Foreign investors pumped in almost Rs 19,000 crore in the Indian debt market so far in the new year after being net sellers of bonds in 2013.
FII inflows in the debt market are returning on account of stability observed in foreign exchange and interest rates, according to market experts.
Foreign institutional investors (FIIs) were gross buyers of debt securities worth Rs 30,266 crore and sellers of bonds to the tune of Rs 11,450 crore till January 24, resulting in a net inflow of Rs 18,816 crore (USD 3.05 billion), according to data from the Securities and Exchange Board of India.

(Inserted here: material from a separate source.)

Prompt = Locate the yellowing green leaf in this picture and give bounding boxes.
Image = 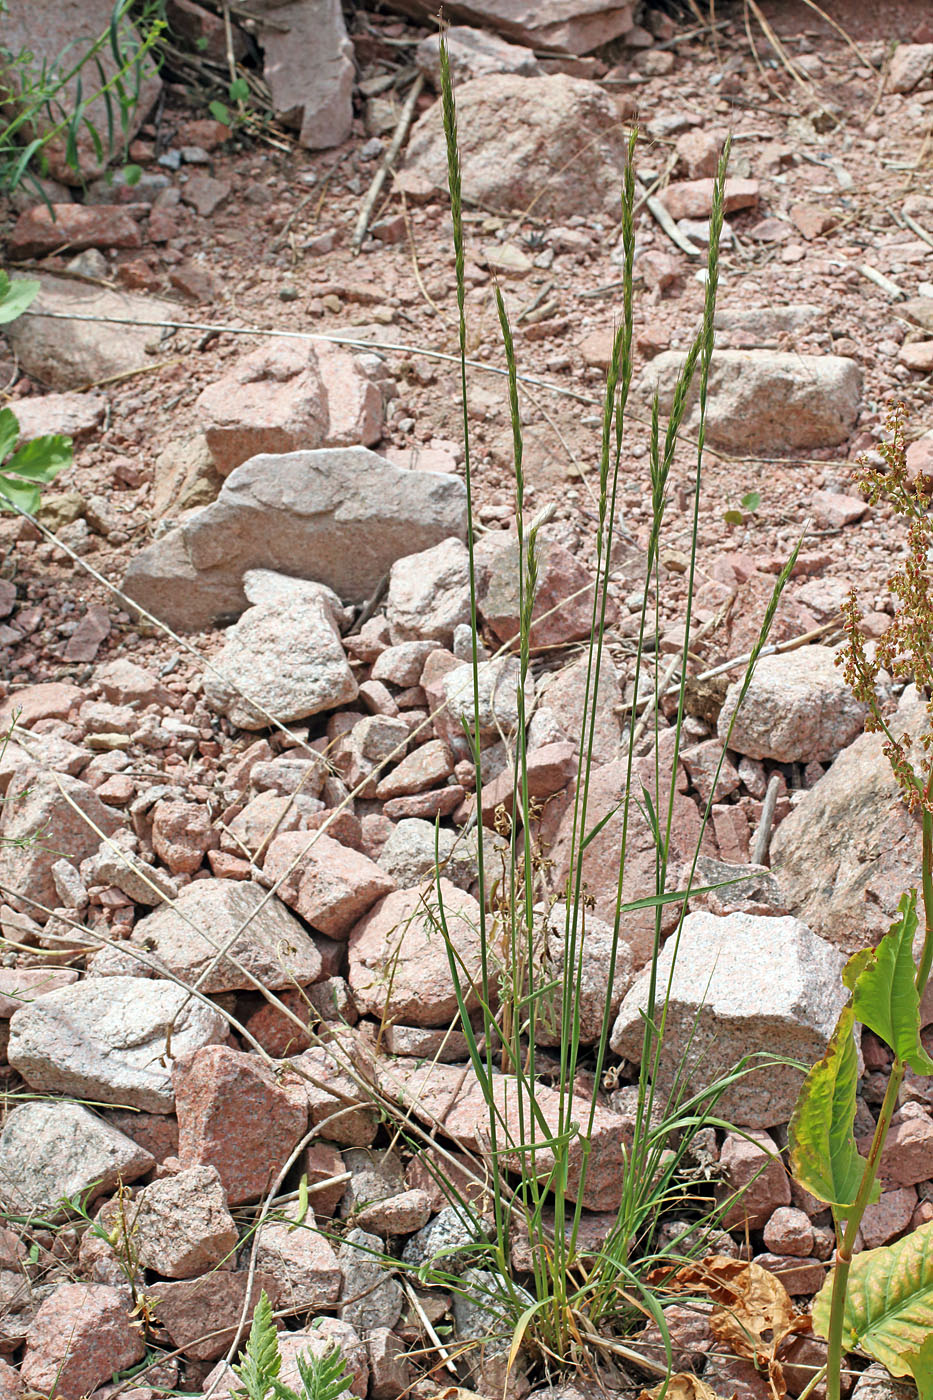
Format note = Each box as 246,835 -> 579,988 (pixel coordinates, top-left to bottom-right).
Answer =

In addition, FIIs bought a net Rs 3,473 crore (USD 563 million) in the equity market in this period, taking their total investment in debt and stocks to about Rs 22,289 crore (USD 3.61 billion).
In 2013, overseas investors withdrew a net Rs 50,847 crore (USD 8 billion) from the bond market and infused a net Rs 1.13 lakh crore (USD 20.10 billion) in equities.
They started pulling out from the Indian debt market after the US Federal Reserve indicated in May that it would taper its stimulus programme, raising concerns that funds available for investing in emerging markets may be reduced.
The Fed subsequently decided to start reducing its bond purchases by USD 10 billion to USD 75 billion from this month.
The rupee, which touched an all-time low of 68.85 in August, has recovered and closed at 62.66 against the dollar on Friday.
The Reserve Bank of India kept its key interest rate unchanged at the mid-quarter monetary policy review on December 18.
There were 1,724 registered FIIs in the country and 6,354 sub-accounts as of January 24.